5. Leveraging insights through questioning:
Asking progressively smarter questions helps the buyer connect the dots with a line that traces to the best solution.
Insightful questions get to the core issues fast and allow the sales professional to float ideas. Inviting the buyer to think differently about solutions can be made less threatening when the concepts are presented as questions.
Advantages of Consultative Selling
Adopting a consultative sales approach comes with a domino effect of benefits. By building trusting client-salesperson relationships, your prospects will speak highly of you and your business and recommend you to other prospects.
The consultative sales process creates a win-win situation. On the prospect’s side, they receive improved customer service, wider.
Consultative selling results in closing a higher percentage of high-priced sales. This makes sense when you take into account that 50% of every buying decision is driven by emotion.
In general, those who use a consultative sales technique see increased customer retention rates, increased loyalty, and increased sales numbers.

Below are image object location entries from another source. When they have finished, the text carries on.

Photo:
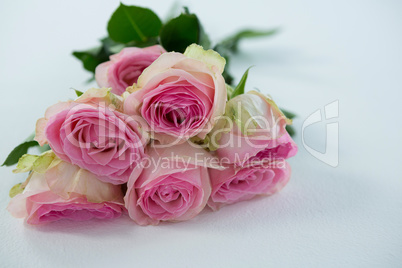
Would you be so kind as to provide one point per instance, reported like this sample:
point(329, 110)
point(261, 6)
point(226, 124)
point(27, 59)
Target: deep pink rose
point(238, 184)
point(180, 95)
point(65, 191)
point(125, 67)
point(256, 131)
point(173, 187)
point(92, 134)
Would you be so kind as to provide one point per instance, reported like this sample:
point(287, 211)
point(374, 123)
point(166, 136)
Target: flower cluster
point(162, 138)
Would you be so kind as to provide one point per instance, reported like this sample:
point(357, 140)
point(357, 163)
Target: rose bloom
point(91, 133)
point(62, 192)
point(238, 184)
point(173, 187)
point(180, 95)
point(255, 131)
point(125, 67)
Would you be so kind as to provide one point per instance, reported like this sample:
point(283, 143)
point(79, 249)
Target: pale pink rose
point(125, 67)
point(173, 187)
point(256, 131)
point(236, 184)
point(180, 95)
point(65, 191)
point(91, 133)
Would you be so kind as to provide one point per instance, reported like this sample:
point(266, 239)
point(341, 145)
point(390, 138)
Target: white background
point(349, 216)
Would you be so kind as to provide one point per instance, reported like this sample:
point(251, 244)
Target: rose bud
point(233, 184)
point(180, 95)
point(174, 186)
point(58, 190)
point(125, 67)
point(94, 134)
point(253, 129)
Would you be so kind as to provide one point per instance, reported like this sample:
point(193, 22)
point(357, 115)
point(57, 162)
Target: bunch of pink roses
point(167, 127)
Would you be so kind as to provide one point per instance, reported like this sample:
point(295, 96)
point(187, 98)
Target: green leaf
point(19, 151)
point(231, 43)
point(182, 31)
point(242, 84)
point(16, 189)
point(132, 23)
point(78, 93)
point(288, 114)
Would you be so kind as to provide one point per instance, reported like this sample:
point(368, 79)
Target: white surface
point(349, 216)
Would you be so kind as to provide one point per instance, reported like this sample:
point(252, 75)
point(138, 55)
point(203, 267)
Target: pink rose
point(125, 67)
point(92, 134)
point(62, 192)
point(173, 187)
point(238, 184)
point(256, 131)
point(180, 95)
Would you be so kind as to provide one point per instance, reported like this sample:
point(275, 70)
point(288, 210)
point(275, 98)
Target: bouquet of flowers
point(165, 135)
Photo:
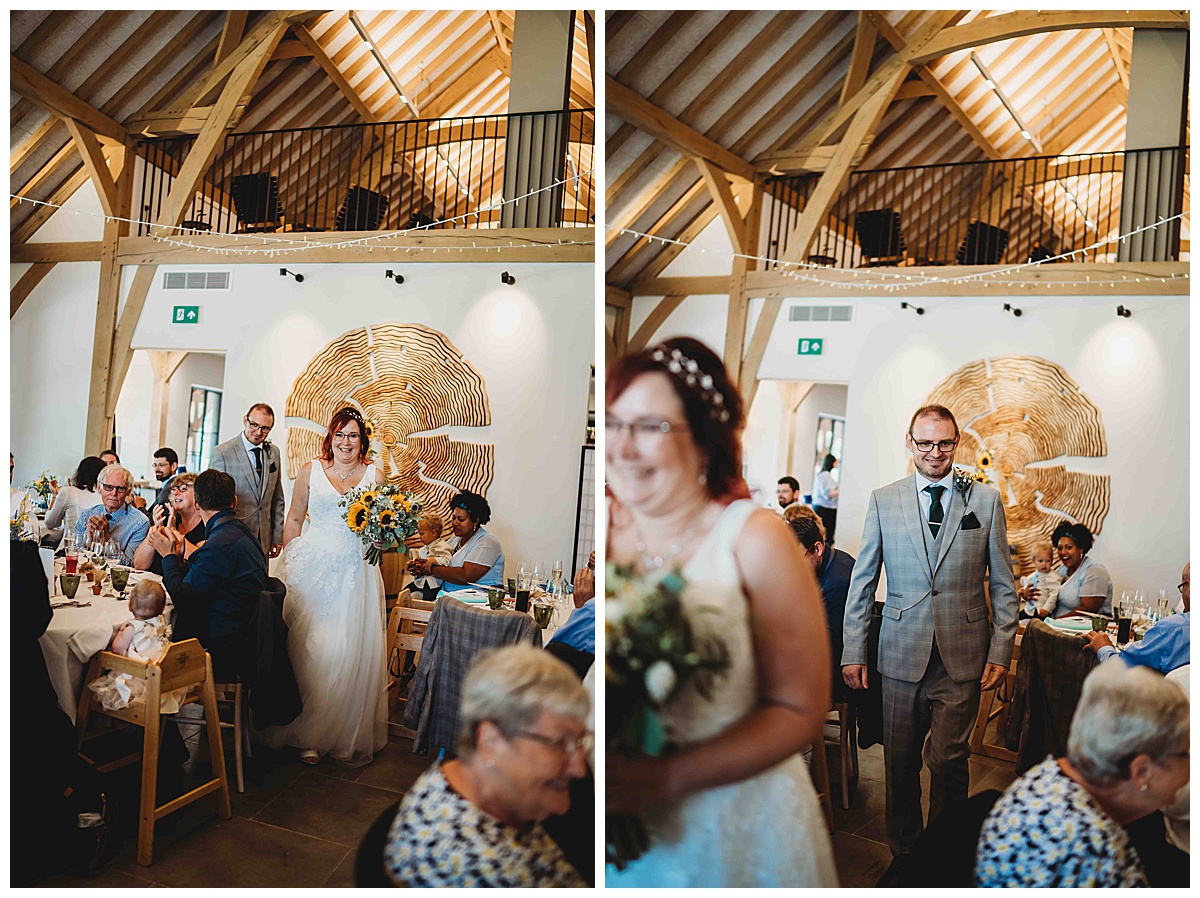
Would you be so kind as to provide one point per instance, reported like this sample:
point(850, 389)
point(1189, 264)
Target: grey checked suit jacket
point(263, 515)
point(947, 600)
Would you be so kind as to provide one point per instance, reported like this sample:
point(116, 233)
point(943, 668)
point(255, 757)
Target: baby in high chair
point(144, 639)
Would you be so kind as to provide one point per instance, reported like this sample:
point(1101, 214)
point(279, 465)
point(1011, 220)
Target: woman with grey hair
point(477, 820)
point(1060, 825)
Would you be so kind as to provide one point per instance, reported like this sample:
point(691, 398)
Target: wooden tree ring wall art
point(1023, 419)
point(409, 381)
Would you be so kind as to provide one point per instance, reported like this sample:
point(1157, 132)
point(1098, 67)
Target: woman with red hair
point(733, 806)
point(334, 606)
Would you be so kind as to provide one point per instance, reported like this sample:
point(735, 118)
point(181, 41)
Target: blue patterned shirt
point(127, 526)
point(1047, 832)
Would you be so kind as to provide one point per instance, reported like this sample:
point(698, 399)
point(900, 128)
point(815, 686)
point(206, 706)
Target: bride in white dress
point(334, 608)
point(735, 806)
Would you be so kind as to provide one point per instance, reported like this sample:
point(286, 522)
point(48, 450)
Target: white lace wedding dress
point(765, 831)
point(335, 616)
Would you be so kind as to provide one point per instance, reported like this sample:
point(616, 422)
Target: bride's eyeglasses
point(645, 432)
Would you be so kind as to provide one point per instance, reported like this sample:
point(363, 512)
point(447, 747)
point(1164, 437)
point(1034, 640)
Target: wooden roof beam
point(861, 58)
point(96, 165)
point(36, 87)
point(664, 126)
point(993, 29)
point(335, 75)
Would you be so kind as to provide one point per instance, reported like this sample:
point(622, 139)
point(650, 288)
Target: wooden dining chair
point(402, 638)
point(186, 665)
point(820, 771)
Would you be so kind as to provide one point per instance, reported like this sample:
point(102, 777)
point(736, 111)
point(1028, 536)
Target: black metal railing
point(991, 213)
point(445, 173)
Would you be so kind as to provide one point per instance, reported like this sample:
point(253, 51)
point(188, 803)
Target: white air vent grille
point(196, 281)
point(821, 313)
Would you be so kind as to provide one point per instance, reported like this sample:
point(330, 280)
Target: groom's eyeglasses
point(927, 445)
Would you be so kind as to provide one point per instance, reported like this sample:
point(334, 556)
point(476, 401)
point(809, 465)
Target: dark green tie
point(935, 508)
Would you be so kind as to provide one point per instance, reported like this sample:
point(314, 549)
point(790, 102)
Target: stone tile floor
point(300, 826)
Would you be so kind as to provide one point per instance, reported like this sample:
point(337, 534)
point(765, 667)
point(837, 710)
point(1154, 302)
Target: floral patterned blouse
point(439, 838)
point(1047, 831)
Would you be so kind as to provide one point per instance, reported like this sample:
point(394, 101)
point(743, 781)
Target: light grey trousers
point(945, 711)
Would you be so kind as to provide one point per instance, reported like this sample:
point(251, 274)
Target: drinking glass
point(70, 585)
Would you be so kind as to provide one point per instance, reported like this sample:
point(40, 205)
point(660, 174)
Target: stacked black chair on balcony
point(361, 210)
point(879, 237)
point(256, 197)
point(983, 245)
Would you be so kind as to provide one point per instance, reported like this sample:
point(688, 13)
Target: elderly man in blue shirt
point(113, 519)
point(1165, 646)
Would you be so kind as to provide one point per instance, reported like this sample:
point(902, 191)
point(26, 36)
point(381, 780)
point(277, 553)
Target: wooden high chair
point(185, 665)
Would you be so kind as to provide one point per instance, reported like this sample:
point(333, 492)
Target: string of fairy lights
point(273, 244)
point(894, 279)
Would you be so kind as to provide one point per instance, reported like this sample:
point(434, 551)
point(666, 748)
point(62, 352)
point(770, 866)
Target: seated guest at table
point(477, 820)
point(112, 519)
point(73, 498)
point(19, 504)
point(185, 518)
point(1086, 585)
point(833, 568)
point(166, 464)
point(580, 630)
point(1061, 824)
point(215, 591)
point(437, 549)
point(1165, 646)
point(478, 557)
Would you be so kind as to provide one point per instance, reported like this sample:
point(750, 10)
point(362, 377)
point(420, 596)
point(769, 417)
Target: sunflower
point(357, 516)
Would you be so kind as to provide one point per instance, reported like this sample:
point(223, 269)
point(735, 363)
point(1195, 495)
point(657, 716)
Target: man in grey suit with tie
point(256, 468)
point(939, 650)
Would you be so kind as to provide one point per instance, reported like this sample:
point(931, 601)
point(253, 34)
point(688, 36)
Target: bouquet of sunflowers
point(45, 486)
point(652, 652)
point(382, 516)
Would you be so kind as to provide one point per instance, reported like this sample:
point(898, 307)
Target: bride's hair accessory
point(690, 372)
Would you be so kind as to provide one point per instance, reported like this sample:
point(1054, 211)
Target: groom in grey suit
point(256, 468)
point(937, 646)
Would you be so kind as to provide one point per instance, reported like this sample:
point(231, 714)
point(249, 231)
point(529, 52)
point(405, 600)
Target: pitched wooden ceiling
point(129, 63)
point(761, 82)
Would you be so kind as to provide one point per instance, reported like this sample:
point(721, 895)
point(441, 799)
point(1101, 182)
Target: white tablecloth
point(76, 634)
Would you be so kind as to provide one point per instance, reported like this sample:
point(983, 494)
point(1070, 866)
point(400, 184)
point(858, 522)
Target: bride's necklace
point(657, 561)
point(341, 476)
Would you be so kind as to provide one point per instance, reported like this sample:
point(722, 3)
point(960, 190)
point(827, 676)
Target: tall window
point(203, 415)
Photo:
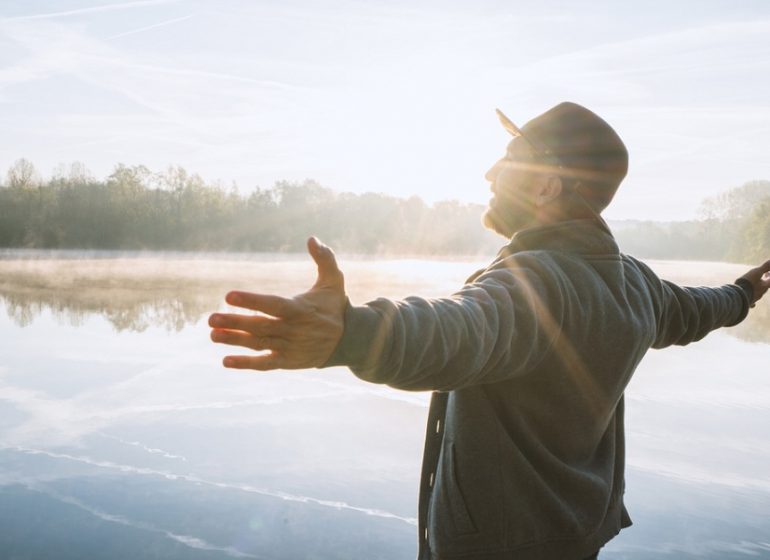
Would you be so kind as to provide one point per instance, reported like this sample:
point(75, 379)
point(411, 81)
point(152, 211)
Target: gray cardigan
point(525, 447)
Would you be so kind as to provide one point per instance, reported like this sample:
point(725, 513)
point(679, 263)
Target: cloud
point(153, 26)
point(91, 10)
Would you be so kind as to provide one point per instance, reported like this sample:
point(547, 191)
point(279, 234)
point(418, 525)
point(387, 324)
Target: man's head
point(564, 164)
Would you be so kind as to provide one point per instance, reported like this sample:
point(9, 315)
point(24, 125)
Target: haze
point(394, 97)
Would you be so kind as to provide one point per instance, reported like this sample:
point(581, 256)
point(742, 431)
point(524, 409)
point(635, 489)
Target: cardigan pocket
point(461, 518)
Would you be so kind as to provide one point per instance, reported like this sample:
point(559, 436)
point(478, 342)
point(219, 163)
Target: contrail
point(93, 9)
point(153, 26)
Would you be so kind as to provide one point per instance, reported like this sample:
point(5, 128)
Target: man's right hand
point(759, 278)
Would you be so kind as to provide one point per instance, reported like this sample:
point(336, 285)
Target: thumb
point(329, 274)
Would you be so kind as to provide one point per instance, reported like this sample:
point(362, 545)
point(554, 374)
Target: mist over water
point(122, 436)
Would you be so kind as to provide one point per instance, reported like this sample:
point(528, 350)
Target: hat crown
point(587, 147)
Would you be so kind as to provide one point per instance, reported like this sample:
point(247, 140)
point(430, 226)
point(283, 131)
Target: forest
point(135, 208)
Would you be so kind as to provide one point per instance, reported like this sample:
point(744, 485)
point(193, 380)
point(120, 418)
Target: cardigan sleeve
point(687, 314)
point(499, 326)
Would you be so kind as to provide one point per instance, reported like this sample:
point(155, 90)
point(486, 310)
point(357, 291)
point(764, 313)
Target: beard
point(506, 219)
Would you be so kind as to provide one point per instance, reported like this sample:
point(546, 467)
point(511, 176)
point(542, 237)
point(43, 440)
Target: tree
point(22, 174)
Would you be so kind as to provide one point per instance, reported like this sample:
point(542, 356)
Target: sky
point(395, 97)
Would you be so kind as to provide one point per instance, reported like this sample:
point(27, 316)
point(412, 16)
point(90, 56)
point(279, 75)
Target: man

Sales professionals who genuinely embrace the practice of consultative selling experience many benefits, including:
- Increased revenue from improving close ratios for new customers and expanding business with existing ones
- Access to new and larger opportunities within current accounts from surfacing unrecognized needs
- Shortened sales cycle length from driving momentum and building buyer confidence to commit
Who Can Benefit from this Technique?
People who work in B2B inside sales can benefit the most from using the consultative selling technique. As more organizations embrace remote selling, reps are going to depend a lot on virtual calls and meetings. Building trust will become far more important over the phone.
Regardless of the industry you work in, all B2B salespeople can benefit immensely from consultative sales. Some examples of companies that can benefit the most include:
- Companies that sell tech and are typically thought of as trying to push as many people through the sales pipeline. These industries can gain a better reputation by focusing more on relationship building with prospects.
- Companies that are selling products that are value-focused and not feature-focused.
- Companies in a highly competitive market where one of the only distinguishing factors between their competitors is the level of service
- B2B companies selling SaaS products
Whether you decide to fully adopt consultative selling, or just bring some of the components into your mix, there are countless benefits to building trusting relationships in sales.